A horizontal force of 310 N is exerted on a 2.0-kg ball as it rotates (at arm’s length) uniformly in a horizontal circle of radius 0.90 m. Calculate the speed of the ball.

As the ball is rotated along the horizontal circle, it experiences a centripetal force acting towards the centre of the horizontal circle.

The magnitude of the centripetal force depends on the speed of the ball and the radius of the horizontal circle.

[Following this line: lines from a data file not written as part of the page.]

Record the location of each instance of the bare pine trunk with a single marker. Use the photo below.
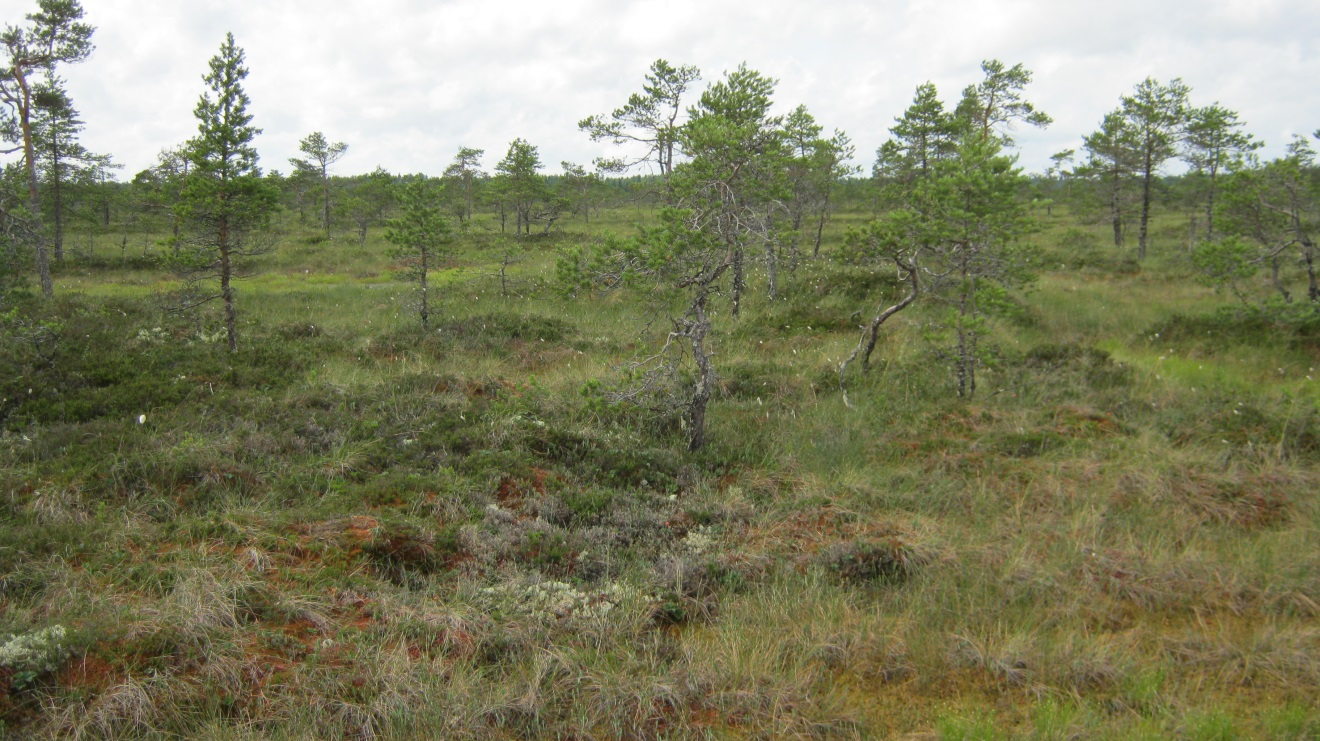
(425, 307)
(226, 289)
(738, 282)
(696, 332)
(1146, 209)
(48, 285)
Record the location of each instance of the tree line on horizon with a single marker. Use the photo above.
(731, 182)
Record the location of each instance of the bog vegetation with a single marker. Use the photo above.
(754, 445)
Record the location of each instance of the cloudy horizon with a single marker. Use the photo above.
(405, 82)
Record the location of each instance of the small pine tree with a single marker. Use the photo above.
(419, 235)
(225, 204)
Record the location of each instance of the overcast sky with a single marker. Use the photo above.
(407, 82)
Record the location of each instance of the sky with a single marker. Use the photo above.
(404, 83)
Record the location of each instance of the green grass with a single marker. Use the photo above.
(353, 527)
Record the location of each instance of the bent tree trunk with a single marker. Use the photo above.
(696, 330)
(866, 345)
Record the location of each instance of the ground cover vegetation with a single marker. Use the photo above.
(750, 447)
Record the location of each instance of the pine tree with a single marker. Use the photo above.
(226, 204)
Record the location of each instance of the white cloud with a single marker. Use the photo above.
(405, 82)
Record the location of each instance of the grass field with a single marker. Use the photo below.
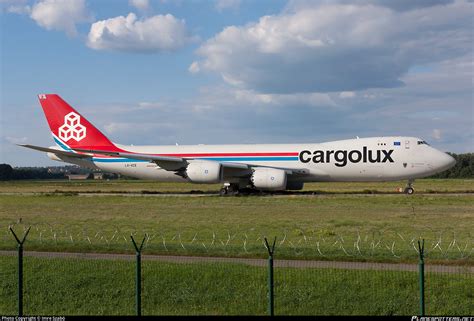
(335, 226)
(98, 287)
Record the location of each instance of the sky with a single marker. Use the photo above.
(161, 72)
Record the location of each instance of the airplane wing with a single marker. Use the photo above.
(56, 151)
(173, 163)
(166, 162)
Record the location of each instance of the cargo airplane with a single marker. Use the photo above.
(263, 167)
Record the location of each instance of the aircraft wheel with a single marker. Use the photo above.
(409, 190)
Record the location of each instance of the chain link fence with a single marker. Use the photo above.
(104, 284)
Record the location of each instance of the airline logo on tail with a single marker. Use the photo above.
(72, 128)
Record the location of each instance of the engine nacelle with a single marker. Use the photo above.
(269, 179)
(294, 185)
(204, 172)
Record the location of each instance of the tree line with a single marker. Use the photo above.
(464, 168)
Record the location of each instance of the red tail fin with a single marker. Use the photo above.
(70, 127)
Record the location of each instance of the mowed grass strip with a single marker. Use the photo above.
(331, 227)
(142, 186)
(106, 287)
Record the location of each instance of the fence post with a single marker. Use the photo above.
(20, 269)
(271, 250)
(421, 265)
(138, 280)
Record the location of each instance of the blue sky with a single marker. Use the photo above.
(239, 71)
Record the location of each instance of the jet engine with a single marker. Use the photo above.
(269, 179)
(204, 172)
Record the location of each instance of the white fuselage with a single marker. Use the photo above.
(364, 159)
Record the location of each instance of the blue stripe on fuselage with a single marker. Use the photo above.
(218, 159)
(62, 145)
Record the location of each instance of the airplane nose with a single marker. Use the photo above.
(446, 161)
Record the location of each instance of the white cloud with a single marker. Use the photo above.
(62, 15)
(347, 94)
(19, 9)
(194, 67)
(222, 5)
(154, 34)
(337, 47)
(436, 134)
(142, 5)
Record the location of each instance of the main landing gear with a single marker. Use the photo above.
(409, 188)
(229, 190)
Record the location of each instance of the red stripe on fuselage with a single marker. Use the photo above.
(228, 154)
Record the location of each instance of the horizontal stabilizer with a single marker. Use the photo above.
(55, 151)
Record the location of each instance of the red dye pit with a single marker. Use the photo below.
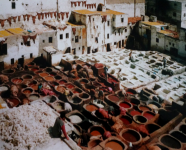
(134, 112)
(125, 121)
(125, 105)
(149, 116)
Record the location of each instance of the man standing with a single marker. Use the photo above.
(105, 71)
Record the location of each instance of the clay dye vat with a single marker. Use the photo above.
(114, 145)
(180, 136)
(131, 135)
(27, 77)
(170, 142)
(75, 119)
(70, 86)
(91, 108)
(44, 74)
(33, 97)
(126, 120)
(149, 115)
(125, 105)
(113, 98)
(62, 81)
(17, 80)
(49, 78)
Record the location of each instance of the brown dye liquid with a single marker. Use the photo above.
(129, 137)
(49, 78)
(95, 133)
(91, 108)
(43, 74)
(114, 145)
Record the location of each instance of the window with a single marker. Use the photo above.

The given data can be listed below as,

• The magnitude of horizontal force on ball is, $F_{\mathrm{c}}=310\mathrm{N}$.
• The mass of ball is, $m=2\mathrm{kg}$.
• The radius of horizontal circle is, $r=0.90\mathrm{m}$.

The centripetal force on the ball can be expressed as,

$\begin{array}{c}{F}_{\mathrm{c}}=m{a}_{\mathrm{c}}\\ F_{\mathrm{c}}=\frac{m{v}^2}{r}\\ v=\sqrt{\frac{F_{\mathrm{c}}\times r}{m}}\end{array}$

Here, v is the speed of the ball, r is the radius of the horizontal circle,$a_{\mathrm{c}}$is the centripetal acceleration of the ball.

Substitute the values in the above equation.

$\begin{array}{c}v=\sqrt{\frac{310\mathrm{N}\times 0.90\mathrm{m}\left(\frac{1\mathrm{kg}·\mathrm{m}/{\mathrm{s}}^2}{1\mathrm{N}}\right)}{2\mathrm{kg}}}\\ v=\sqrt{139.5}\mathrm{m}/\mathrm{s}\\ v=11.81\mathrm{m}/\mathrm{s}\end{array}$

Thus, the speed of the ball is $11.81\mathrm{m}/\mathrm{s}$.